Now, researchers have access to a new repository of publicly available data for 58,799 patients who have undergone surgeries at the UC Irvine Medical Center. The Medical Informatics Operating Room Vitals and Events Repository (MOVER) is the product of a team of researchers from UCI and UCLA. Leading the effort at UCI is Pierre Baldi, Distinguished Professor of UCI’s Donald Bren School of Information and Computer Sciences (ICS), and Dr. Joe Rinehart, a clinical professor of anesthesiology at UCI. They are working in close collaboration with Dr. Maxime Cannesson, professor and chair of anesthesiology and perioperative medicine at the David Geffen School of Medicine at UCLA.

Bridging the Gap
The goal is to enable effective AI training, leading to the deployment of novel predictive and diagnostic healthcare tools.
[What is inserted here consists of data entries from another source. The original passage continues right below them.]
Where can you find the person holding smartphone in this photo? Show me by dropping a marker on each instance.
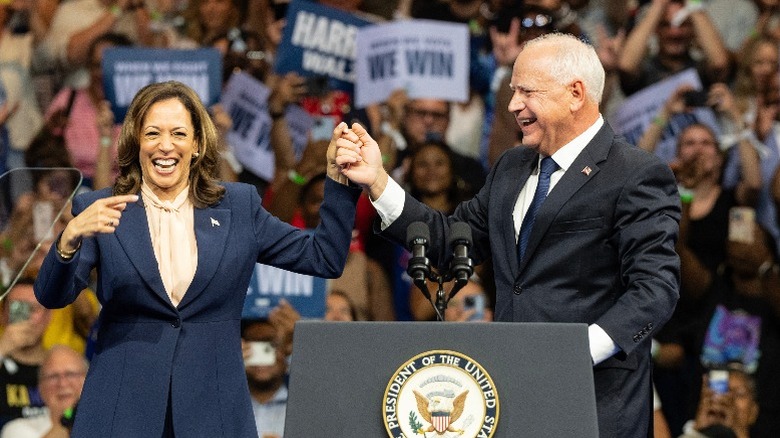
(731, 409)
(266, 369)
(470, 304)
(21, 352)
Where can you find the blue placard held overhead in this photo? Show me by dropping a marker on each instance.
(319, 41)
(127, 70)
(269, 285)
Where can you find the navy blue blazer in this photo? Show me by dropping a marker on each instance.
(601, 251)
(149, 351)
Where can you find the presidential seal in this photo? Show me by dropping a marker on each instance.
(440, 393)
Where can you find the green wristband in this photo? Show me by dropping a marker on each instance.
(296, 177)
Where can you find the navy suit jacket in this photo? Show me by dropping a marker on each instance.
(601, 251)
(148, 351)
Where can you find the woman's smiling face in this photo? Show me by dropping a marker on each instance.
(167, 144)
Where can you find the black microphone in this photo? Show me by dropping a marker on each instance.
(459, 240)
(417, 237)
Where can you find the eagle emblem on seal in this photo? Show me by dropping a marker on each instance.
(440, 412)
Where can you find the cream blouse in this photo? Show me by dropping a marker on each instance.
(172, 227)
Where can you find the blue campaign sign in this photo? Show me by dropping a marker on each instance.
(127, 70)
(319, 41)
(269, 285)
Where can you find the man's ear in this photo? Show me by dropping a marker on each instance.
(577, 92)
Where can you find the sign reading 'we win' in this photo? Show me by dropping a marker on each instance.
(428, 59)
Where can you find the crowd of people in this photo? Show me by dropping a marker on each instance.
(53, 115)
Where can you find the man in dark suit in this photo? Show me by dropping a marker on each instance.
(601, 248)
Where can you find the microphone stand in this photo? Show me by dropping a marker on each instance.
(442, 299)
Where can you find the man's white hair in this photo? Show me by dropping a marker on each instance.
(574, 60)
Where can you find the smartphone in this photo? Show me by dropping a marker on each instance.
(262, 354)
(742, 221)
(695, 98)
(719, 381)
(317, 85)
(476, 303)
(19, 311)
(43, 217)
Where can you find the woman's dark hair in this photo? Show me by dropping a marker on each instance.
(203, 180)
(457, 190)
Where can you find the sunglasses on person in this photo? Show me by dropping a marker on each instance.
(280, 10)
(542, 21)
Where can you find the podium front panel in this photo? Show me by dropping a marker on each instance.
(339, 372)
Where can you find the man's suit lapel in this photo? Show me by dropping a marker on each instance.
(517, 179)
(133, 235)
(212, 227)
(584, 167)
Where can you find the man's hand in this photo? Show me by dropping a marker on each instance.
(360, 160)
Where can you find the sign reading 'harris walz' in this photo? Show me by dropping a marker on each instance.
(319, 41)
(441, 393)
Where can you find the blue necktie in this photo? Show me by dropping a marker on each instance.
(547, 168)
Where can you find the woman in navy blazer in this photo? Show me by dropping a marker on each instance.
(168, 360)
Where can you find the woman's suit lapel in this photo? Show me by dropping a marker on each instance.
(212, 226)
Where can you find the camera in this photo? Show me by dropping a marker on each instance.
(262, 354)
(317, 86)
(695, 98)
(719, 381)
(19, 311)
(476, 303)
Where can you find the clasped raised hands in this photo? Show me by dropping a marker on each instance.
(358, 156)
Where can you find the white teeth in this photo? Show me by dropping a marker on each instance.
(164, 162)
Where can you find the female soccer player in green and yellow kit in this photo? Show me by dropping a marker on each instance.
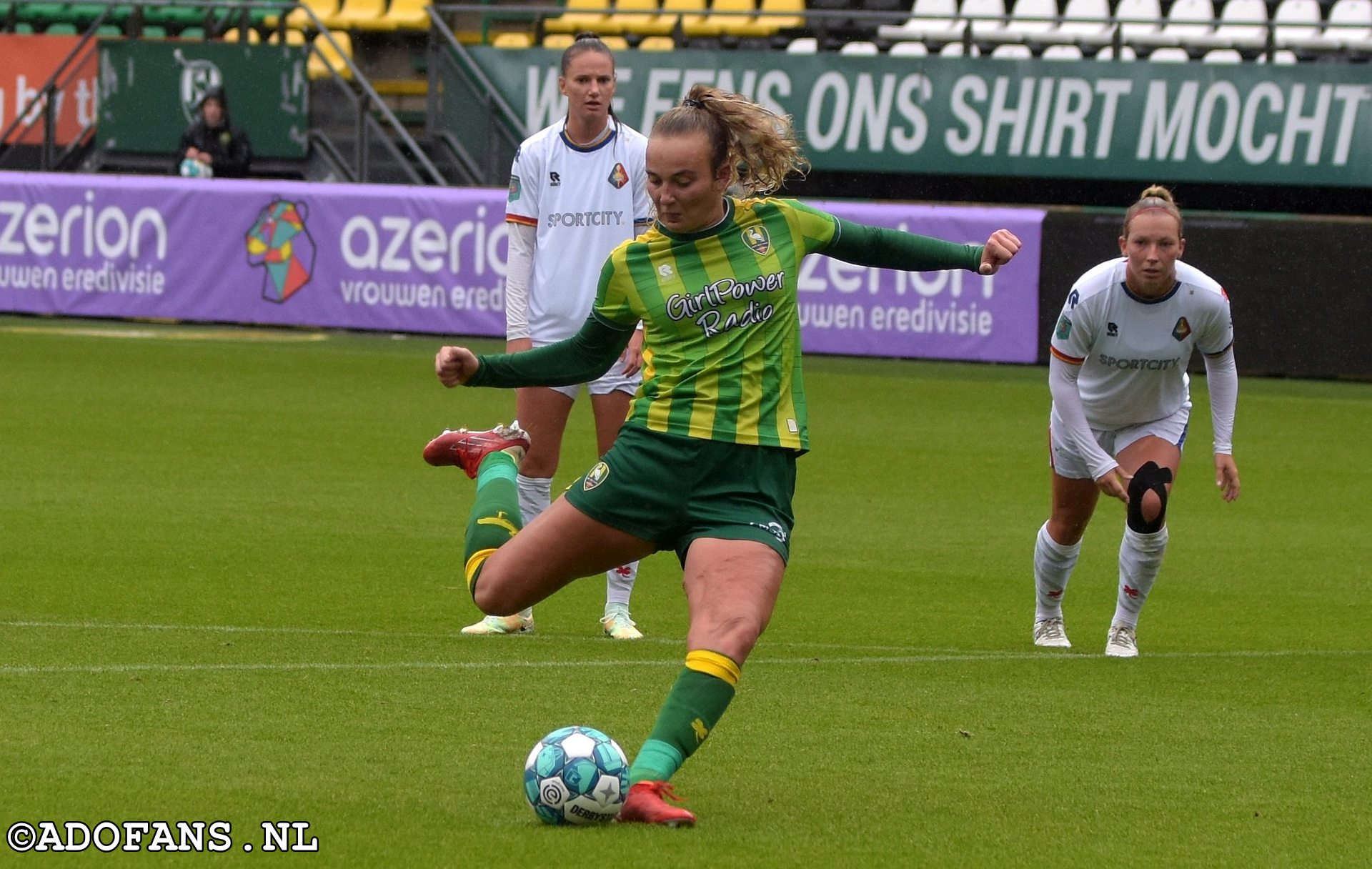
(705, 463)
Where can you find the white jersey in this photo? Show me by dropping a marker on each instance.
(583, 202)
(1133, 352)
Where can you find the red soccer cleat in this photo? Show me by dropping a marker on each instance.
(647, 805)
(465, 450)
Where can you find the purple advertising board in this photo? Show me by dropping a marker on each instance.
(432, 260)
(283, 253)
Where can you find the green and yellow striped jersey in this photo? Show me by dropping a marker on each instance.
(722, 345)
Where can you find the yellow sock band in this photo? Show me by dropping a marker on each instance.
(714, 663)
(475, 565)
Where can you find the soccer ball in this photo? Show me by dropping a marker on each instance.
(577, 776)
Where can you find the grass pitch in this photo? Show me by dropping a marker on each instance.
(231, 590)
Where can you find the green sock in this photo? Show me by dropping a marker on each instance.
(690, 712)
(496, 515)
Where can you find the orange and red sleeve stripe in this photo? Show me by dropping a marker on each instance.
(1066, 359)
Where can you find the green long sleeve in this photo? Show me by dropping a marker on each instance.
(585, 356)
(892, 249)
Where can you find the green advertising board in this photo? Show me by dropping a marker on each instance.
(150, 89)
(1242, 124)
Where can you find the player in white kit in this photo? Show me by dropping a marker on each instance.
(578, 190)
(1120, 408)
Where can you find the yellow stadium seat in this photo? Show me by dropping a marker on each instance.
(727, 17)
(299, 19)
(409, 14)
(234, 36)
(581, 16)
(766, 25)
(360, 16)
(638, 17)
(512, 40)
(326, 58)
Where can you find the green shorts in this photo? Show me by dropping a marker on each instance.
(671, 490)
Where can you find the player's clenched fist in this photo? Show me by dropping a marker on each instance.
(1000, 247)
(454, 365)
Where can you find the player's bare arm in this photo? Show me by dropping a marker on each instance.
(454, 365)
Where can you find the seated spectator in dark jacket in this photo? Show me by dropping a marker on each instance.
(212, 146)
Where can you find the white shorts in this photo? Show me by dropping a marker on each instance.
(1065, 462)
(610, 382)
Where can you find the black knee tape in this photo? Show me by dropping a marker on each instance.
(1149, 477)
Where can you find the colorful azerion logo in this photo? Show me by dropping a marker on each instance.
(280, 243)
(757, 239)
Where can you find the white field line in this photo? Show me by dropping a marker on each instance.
(670, 662)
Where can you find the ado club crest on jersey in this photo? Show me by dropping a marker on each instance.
(757, 239)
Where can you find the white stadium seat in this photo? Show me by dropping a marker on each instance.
(909, 50)
(1142, 19)
(1243, 24)
(1061, 52)
(1029, 21)
(990, 28)
(929, 19)
(1297, 24)
(1357, 16)
(1085, 22)
(1125, 54)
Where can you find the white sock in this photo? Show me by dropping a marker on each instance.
(534, 497)
(1053, 566)
(619, 585)
(1140, 556)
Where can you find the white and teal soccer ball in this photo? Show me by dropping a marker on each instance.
(577, 776)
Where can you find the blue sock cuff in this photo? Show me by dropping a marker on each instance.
(656, 761)
(496, 466)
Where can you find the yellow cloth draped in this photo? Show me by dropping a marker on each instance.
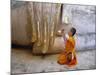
(69, 47)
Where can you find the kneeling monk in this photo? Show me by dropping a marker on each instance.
(68, 57)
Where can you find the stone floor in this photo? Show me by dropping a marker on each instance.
(23, 61)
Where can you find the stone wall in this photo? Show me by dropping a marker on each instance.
(83, 18)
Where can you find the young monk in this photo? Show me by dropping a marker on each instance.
(68, 57)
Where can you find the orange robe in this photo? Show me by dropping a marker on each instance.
(69, 47)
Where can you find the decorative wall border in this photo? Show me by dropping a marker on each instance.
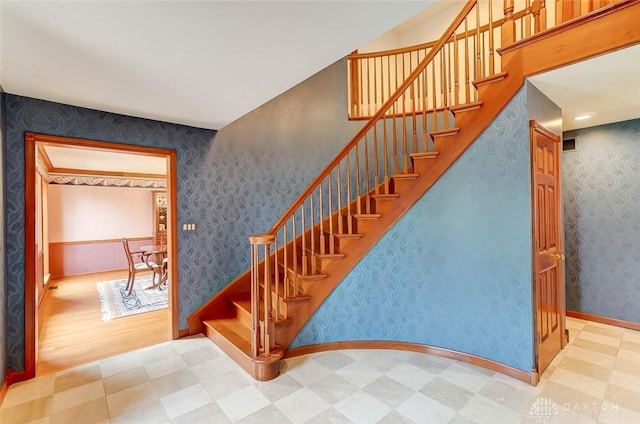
(528, 377)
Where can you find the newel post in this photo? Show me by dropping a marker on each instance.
(509, 26)
(261, 327)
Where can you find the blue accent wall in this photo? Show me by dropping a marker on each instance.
(232, 183)
(601, 196)
(456, 270)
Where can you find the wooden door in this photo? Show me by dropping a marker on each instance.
(547, 237)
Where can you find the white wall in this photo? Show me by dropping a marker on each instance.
(79, 213)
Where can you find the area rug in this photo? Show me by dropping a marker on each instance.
(116, 303)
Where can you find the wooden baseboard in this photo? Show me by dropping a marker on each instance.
(527, 377)
(604, 320)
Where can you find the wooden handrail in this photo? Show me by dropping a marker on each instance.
(369, 125)
(375, 161)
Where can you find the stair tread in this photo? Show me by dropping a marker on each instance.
(234, 331)
(445, 133)
(367, 215)
(488, 80)
(465, 107)
(385, 196)
(348, 236)
(424, 155)
(408, 176)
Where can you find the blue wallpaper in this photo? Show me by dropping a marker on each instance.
(455, 271)
(232, 183)
(601, 196)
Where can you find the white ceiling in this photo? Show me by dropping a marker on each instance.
(199, 63)
(606, 87)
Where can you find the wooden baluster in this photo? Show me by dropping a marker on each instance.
(385, 159)
(255, 296)
(267, 324)
(543, 16)
(443, 89)
(355, 87)
(405, 153)
(312, 235)
(303, 234)
(366, 172)
(394, 138)
(456, 71)
(508, 25)
(434, 96)
(491, 46)
(414, 146)
(370, 107)
(276, 280)
(357, 171)
(348, 178)
(425, 97)
(339, 199)
(294, 239)
(376, 179)
(361, 92)
(467, 79)
(285, 262)
(536, 10)
(332, 239)
(322, 236)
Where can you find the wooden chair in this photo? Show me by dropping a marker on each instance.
(139, 262)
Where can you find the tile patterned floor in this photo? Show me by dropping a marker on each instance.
(595, 379)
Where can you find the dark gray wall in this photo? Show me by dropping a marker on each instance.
(601, 194)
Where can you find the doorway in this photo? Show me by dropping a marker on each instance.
(34, 254)
(548, 269)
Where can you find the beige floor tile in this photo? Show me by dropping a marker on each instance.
(582, 383)
(185, 400)
(29, 390)
(626, 366)
(629, 355)
(599, 338)
(590, 356)
(585, 368)
(615, 414)
(125, 380)
(625, 380)
(90, 412)
(595, 347)
(27, 411)
(622, 397)
(77, 377)
(77, 395)
(123, 400)
(629, 345)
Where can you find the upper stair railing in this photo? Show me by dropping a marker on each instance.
(284, 259)
(374, 76)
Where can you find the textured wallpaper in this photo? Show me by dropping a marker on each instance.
(455, 271)
(3, 294)
(601, 195)
(232, 184)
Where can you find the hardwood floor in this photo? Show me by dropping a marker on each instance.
(71, 331)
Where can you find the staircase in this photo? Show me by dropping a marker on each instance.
(415, 135)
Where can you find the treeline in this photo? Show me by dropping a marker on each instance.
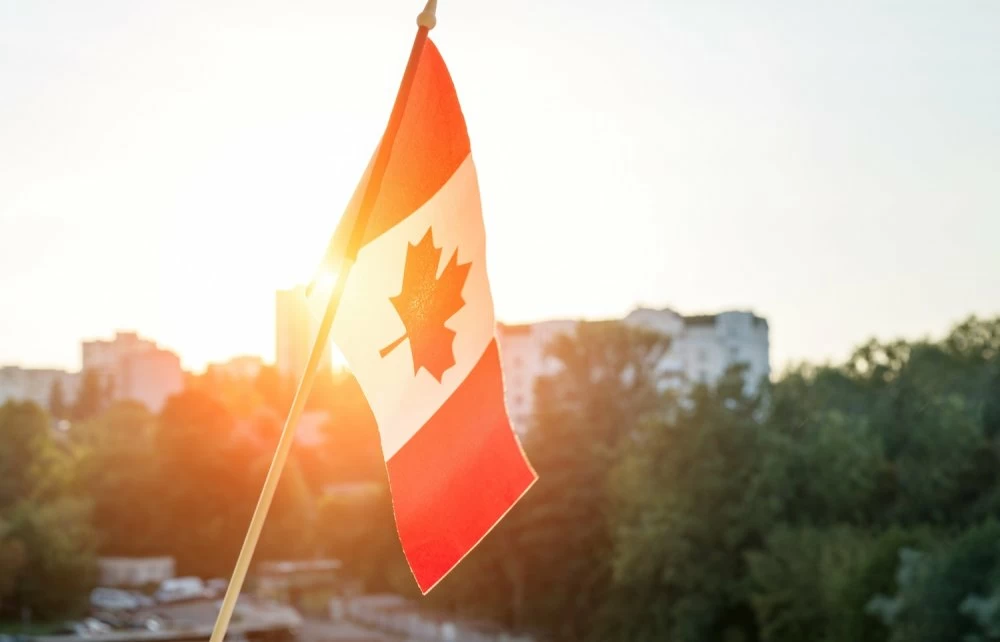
(124, 482)
(848, 502)
(854, 502)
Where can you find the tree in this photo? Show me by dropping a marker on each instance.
(118, 468)
(688, 507)
(608, 379)
(24, 428)
(57, 401)
(58, 560)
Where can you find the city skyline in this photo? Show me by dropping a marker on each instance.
(167, 168)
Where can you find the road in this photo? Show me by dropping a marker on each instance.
(326, 631)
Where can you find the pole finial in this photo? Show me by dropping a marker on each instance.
(427, 17)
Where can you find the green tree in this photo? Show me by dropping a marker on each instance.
(58, 560)
(57, 401)
(932, 586)
(689, 507)
(24, 428)
(118, 468)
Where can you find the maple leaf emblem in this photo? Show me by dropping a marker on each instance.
(425, 303)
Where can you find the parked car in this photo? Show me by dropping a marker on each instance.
(180, 589)
(108, 599)
(217, 586)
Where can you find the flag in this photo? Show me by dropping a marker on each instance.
(416, 327)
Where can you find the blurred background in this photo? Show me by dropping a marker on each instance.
(744, 260)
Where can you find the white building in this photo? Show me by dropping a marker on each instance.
(702, 348)
(295, 328)
(246, 367)
(134, 571)
(31, 384)
(135, 369)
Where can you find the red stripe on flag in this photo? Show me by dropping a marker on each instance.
(454, 480)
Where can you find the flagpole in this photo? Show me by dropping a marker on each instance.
(425, 22)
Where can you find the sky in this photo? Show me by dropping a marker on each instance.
(834, 167)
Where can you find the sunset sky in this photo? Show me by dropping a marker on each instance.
(835, 167)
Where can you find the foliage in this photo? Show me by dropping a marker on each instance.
(848, 502)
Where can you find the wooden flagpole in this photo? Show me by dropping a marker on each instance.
(425, 22)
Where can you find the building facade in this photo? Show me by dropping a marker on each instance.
(295, 329)
(702, 348)
(245, 367)
(35, 384)
(135, 369)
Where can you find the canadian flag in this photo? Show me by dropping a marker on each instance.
(416, 326)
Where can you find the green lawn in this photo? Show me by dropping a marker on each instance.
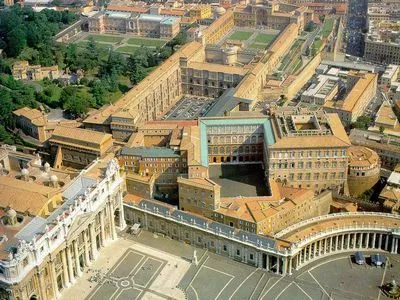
(327, 28)
(264, 38)
(83, 44)
(146, 42)
(240, 35)
(257, 46)
(126, 49)
(316, 46)
(106, 38)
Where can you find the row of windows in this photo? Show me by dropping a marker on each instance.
(308, 165)
(235, 139)
(309, 153)
(230, 150)
(234, 129)
(317, 176)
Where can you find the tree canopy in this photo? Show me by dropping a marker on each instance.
(22, 27)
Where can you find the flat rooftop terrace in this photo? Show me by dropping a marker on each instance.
(245, 180)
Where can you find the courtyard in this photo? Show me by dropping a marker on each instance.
(150, 266)
(245, 180)
(255, 39)
(122, 43)
(189, 108)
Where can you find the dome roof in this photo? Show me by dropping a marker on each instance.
(11, 213)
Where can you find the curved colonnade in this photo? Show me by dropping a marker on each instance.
(342, 232)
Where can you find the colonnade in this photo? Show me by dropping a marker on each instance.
(82, 249)
(346, 241)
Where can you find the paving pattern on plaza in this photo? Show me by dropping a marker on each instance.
(129, 278)
(135, 274)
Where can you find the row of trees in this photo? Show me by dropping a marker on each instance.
(23, 29)
(27, 35)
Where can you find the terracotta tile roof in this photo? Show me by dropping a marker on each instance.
(16, 193)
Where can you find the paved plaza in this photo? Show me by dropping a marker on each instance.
(154, 267)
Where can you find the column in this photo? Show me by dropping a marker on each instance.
(387, 242)
(122, 223)
(112, 222)
(93, 240)
(70, 268)
(86, 247)
(42, 287)
(284, 266)
(315, 249)
(56, 293)
(65, 268)
(102, 230)
(277, 265)
(342, 244)
(319, 247)
(76, 253)
(373, 240)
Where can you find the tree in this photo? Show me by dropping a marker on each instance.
(30, 54)
(136, 66)
(5, 136)
(75, 100)
(98, 92)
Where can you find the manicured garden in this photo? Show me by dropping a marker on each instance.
(240, 35)
(147, 42)
(105, 38)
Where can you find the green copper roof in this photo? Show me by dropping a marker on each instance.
(269, 138)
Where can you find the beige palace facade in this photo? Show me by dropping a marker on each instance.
(50, 250)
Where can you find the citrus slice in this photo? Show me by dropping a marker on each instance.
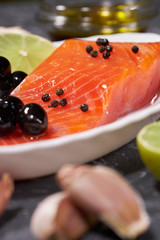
(148, 143)
(24, 50)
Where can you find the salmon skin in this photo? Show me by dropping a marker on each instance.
(110, 87)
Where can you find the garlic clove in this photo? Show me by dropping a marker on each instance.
(104, 192)
(56, 217)
(6, 191)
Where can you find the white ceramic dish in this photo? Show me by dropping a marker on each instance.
(45, 157)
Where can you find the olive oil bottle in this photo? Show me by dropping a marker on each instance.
(81, 18)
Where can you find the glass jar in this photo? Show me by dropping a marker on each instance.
(81, 18)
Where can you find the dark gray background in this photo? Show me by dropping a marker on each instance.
(14, 225)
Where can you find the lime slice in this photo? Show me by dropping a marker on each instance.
(24, 50)
(148, 142)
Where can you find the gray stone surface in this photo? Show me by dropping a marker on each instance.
(14, 225)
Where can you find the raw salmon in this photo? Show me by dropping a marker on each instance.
(110, 87)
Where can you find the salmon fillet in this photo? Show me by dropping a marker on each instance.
(111, 88)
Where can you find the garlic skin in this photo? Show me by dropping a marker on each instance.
(56, 217)
(104, 192)
(6, 191)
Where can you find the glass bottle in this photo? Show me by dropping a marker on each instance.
(81, 18)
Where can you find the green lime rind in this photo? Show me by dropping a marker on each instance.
(25, 51)
(148, 143)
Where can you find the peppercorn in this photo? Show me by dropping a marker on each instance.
(99, 41)
(105, 42)
(54, 103)
(93, 53)
(106, 55)
(101, 48)
(59, 91)
(45, 97)
(109, 48)
(84, 107)
(135, 49)
(89, 48)
(63, 102)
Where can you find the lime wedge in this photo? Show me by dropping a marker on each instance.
(148, 143)
(24, 50)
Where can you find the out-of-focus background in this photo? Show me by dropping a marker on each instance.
(26, 14)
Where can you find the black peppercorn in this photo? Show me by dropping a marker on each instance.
(106, 55)
(101, 48)
(89, 48)
(93, 53)
(109, 48)
(45, 97)
(84, 107)
(99, 41)
(105, 42)
(63, 102)
(135, 49)
(54, 103)
(59, 91)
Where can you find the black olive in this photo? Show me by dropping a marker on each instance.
(93, 53)
(109, 48)
(105, 42)
(54, 103)
(7, 122)
(63, 102)
(106, 55)
(14, 104)
(99, 41)
(17, 77)
(32, 119)
(5, 67)
(101, 48)
(45, 97)
(59, 91)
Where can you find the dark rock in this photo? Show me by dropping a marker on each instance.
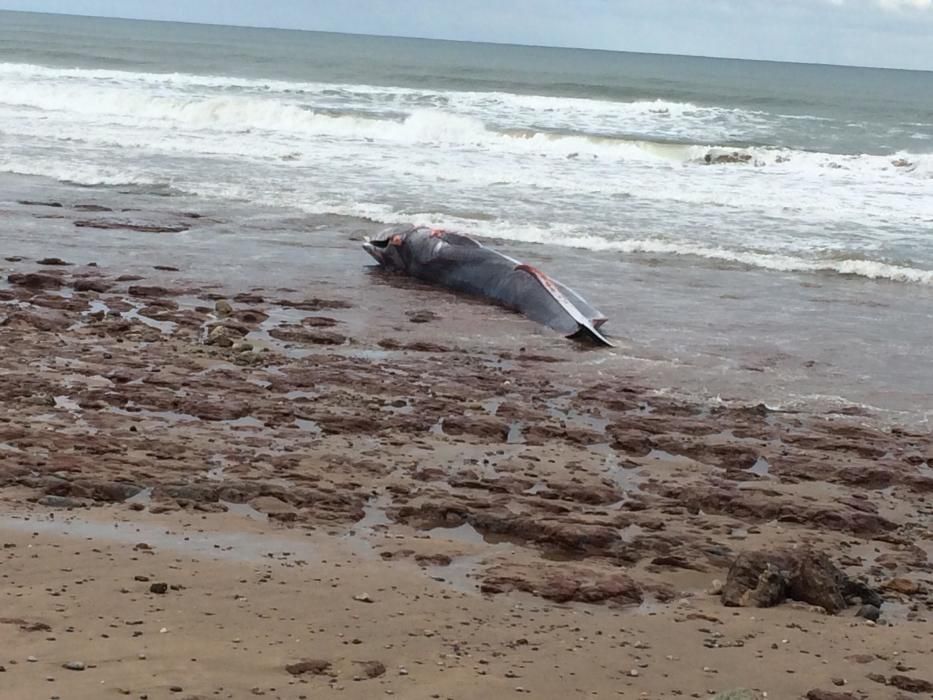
(92, 285)
(315, 667)
(764, 579)
(151, 291)
(314, 304)
(319, 322)
(904, 586)
(35, 280)
(911, 685)
(422, 316)
(734, 157)
(29, 203)
(829, 695)
(126, 225)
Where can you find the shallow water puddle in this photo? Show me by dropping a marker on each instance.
(761, 468)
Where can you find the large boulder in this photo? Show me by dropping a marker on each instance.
(764, 579)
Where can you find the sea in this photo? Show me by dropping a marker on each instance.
(726, 210)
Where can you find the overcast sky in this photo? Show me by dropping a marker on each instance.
(890, 33)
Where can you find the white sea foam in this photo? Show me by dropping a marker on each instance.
(643, 177)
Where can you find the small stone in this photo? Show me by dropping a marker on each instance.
(315, 667)
(904, 586)
(372, 669)
(737, 694)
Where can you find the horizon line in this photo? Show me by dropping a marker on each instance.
(467, 41)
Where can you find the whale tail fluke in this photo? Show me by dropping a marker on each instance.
(588, 333)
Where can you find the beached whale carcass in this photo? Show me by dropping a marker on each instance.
(462, 264)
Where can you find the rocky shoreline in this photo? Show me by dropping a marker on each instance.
(473, 479)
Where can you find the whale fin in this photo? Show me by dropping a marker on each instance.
(586, 328)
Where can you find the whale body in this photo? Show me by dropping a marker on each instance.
(463, 264)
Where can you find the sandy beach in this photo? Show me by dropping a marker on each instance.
(232, 489)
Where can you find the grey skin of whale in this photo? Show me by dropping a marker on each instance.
(462, 264)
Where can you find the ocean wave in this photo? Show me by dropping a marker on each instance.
(499, 108)
(237, 114)
(870, 269)
(569, 238)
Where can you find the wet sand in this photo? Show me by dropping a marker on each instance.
(412, 506)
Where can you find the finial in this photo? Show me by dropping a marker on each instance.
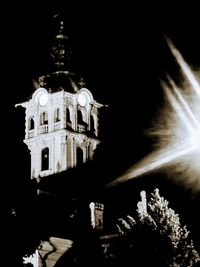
(82, 83)
(60, 50)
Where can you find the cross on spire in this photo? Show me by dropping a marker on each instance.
(61, 52)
“MOVER is a data repository that contains detailed information about more than 80,000 surgeries performed at the UCI Medical Center, including information about the surgeries as well as various patient vital wave forms, such as heart rate,” says Baldi. “There are extremely few data sets of this kind that are publicly available, which hinders research.”

The repository, hosted at UCI, was created by a team of researchers that includes Muntaha Samad and Mirana Claire Angel, former graduate students in Baldi’s research group, as well as Yuzo Kanomata, a project scientist in the UCI Institute for Genomics and Bioinformatics (IGB). In building MOVER, care was taken to ensure patient privacy and HIPAA compliance, stresses Baldi, who serves as IGB director. “The data is de-identified so that the original information about patient names and the dates of the procedures is removed or scrambled.”

Sharing the Data
The seven-year effort to acquire and process the data needed to create MOVER is outlined in “Medical Informatics Operating Room Vitals and Events Repository (MOVER): A Public-Access Operating Room Database,” a paper recently published in JAMIA Open. The authors detail the various datasets in MOVER and outline potential uses — such as real-time predictions to assist anesthesiologists, or outcome predictions to shed light on postoperative complications.

“These data sets,” explains Baldi, “are essential for developing various AI/machine learning/statistical methods for predicting adverse events and outcomes, improving downstream healthcare.”

Researchers and qualified physicians can freely gain access to MOVER and its electronic health records and high-fidelity physiological waveform data by signing a data usage agreement. Leveraging this data for AI testing and training will help foster AI innovation in healthcare, improving patient care and outcomes.